Siempre me pasa igual. Los primeros días ando muy agobiado, porque tengo muy presente que vengo por un tiempo limitado, y eso me hace estar nervioso y verlo todo negro. Que si ya no conozco mi país, que hay que ver lo que ha cambiado todo, que la gente habla alto, que si la bachata infinita, que si la conversación duradera, que si todo me molesta, que si me siento un marciano…O sea, que me vuelvo un pupas. La sensación se me va pasando gracias a la oleada de afecto que me envuelve; a los encuentros con la gente que me hace el favor de no olvidarse de mí. A la familia, que está ahí pase lo que pase (ahora, aumentada en un miembro más, cuya presencia lo hace todo más burbujeante). Lo que sí es cierto, y tengo que aceptarlo, es que, cada vez más, soy un ser mixto, aunque eso de que “no se es de ningún sitio” es una trola. Yo soy, he sido y seré siempre español. Con lo bueno y lo malo que eso conlleva. La misión nuestra es procurar que lo bueno prevalezca sobre lo malo, aunque no siempre sea así.
Me fastidia, sin embargo que, debido a este vínculo tan profundo que me une a mi tierra, sea incapaz de tener la mirada fresca sobre ella que tengo sobre Austria y que podría resumirse como que la realidad pesa más aquí que allí. Es una sensación curiosa (que tengo comprobado que asalta a otros expatriados) de que la realidad austriaca es más ligera. Como hecha de madera de balsa. Los golpes son menos golpes (un poco como los porrazos que se dan las marionetas en los teatrillos con los garrotes de corcho) y todo es más fácil porque uno se siente más ligero.
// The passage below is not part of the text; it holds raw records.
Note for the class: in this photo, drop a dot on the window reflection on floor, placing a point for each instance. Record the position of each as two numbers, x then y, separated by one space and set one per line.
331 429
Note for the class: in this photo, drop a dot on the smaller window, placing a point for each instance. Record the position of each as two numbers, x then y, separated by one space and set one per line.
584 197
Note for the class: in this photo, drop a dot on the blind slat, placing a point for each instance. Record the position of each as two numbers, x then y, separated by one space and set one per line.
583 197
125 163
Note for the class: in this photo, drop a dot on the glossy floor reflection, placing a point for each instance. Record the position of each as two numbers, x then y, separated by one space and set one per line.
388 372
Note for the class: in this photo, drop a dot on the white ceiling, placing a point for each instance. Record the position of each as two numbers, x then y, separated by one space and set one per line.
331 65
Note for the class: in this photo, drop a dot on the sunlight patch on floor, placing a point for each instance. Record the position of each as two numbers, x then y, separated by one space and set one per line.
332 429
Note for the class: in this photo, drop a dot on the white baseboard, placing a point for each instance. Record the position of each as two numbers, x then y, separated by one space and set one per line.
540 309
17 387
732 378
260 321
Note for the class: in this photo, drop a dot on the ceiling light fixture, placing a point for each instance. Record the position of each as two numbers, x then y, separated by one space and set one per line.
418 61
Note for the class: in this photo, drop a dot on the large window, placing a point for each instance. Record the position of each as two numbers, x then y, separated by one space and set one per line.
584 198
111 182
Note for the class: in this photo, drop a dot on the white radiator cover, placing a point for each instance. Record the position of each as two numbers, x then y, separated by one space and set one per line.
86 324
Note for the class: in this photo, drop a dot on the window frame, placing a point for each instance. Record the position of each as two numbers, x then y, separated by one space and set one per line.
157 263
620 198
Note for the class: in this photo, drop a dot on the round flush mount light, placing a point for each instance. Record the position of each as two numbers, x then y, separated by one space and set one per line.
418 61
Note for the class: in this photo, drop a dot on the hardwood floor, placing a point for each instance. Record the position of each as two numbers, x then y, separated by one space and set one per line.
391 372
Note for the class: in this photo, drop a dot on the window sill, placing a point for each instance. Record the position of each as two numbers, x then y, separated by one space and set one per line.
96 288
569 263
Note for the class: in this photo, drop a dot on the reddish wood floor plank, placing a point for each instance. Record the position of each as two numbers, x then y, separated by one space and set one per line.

Ayer, un amigo muy querido me preguntaba por cosas que me habían gustado al llegar a España. Y la verdad es que no me extendí demasiado en la enumeración. Porque una cosa es el país que yo quisiera encontrar (y que, cada vez, se parece más a Austria) y otra el que es. En relación a mi país se me ha borrado de la mente una de las ideas que yo repito con más insistencia a otros: para querer a alguien hay que quererle, sobre todo, por sus defectos.
Por eso quiero terminar este post haciendo un canto de amor a mi país a través de imágenes hermosas que he visto: el cielo de mi tierra, tan azul, tan puro y tan limpio. La risa espontánea de la gente. La fineza constante de las personas que se paran por la calle y que tratan de aliviarse las durezas de vivir a través de una expresión de solidaridad constante, que se manifiesta en un interés sincero por las cosas que les pasan a los otros. Me alegro mucho cuando noto que, a pesar de todos los pesares, la gente sigue tocándose espontáneamente cuando se ve por la calle. Me emociono con los niños que juegan, con la alegría de vivir que se respira, con la efervescencia intelectual que hace que la gente esté maquinando siempre cómo llegar al día siguiente. Me encanta cierto senequismo que se respira y que hace que los españoles seamos más conscientes que otros pueblos de que todo esto es falso, de que “hay que batallar mucho para llegar a viejo y que, al final, para qué: para morirse”. Me encanta la curiosidad de mis paisanos, la cantidad de parejas mixtas que veo por la calle. Me gusta lo acogedores que somos los españoles. Me gustan las marujas. Me emociona la gente que canta espontáneamente. Las parejas que, en la escalera mecánica del supermercado se gastan bromas y bailan al ritmo de los villancicos. Todas esas cosas, y más, me alegran la vida. Y hacen, sobre todo, que merezca la pena volver.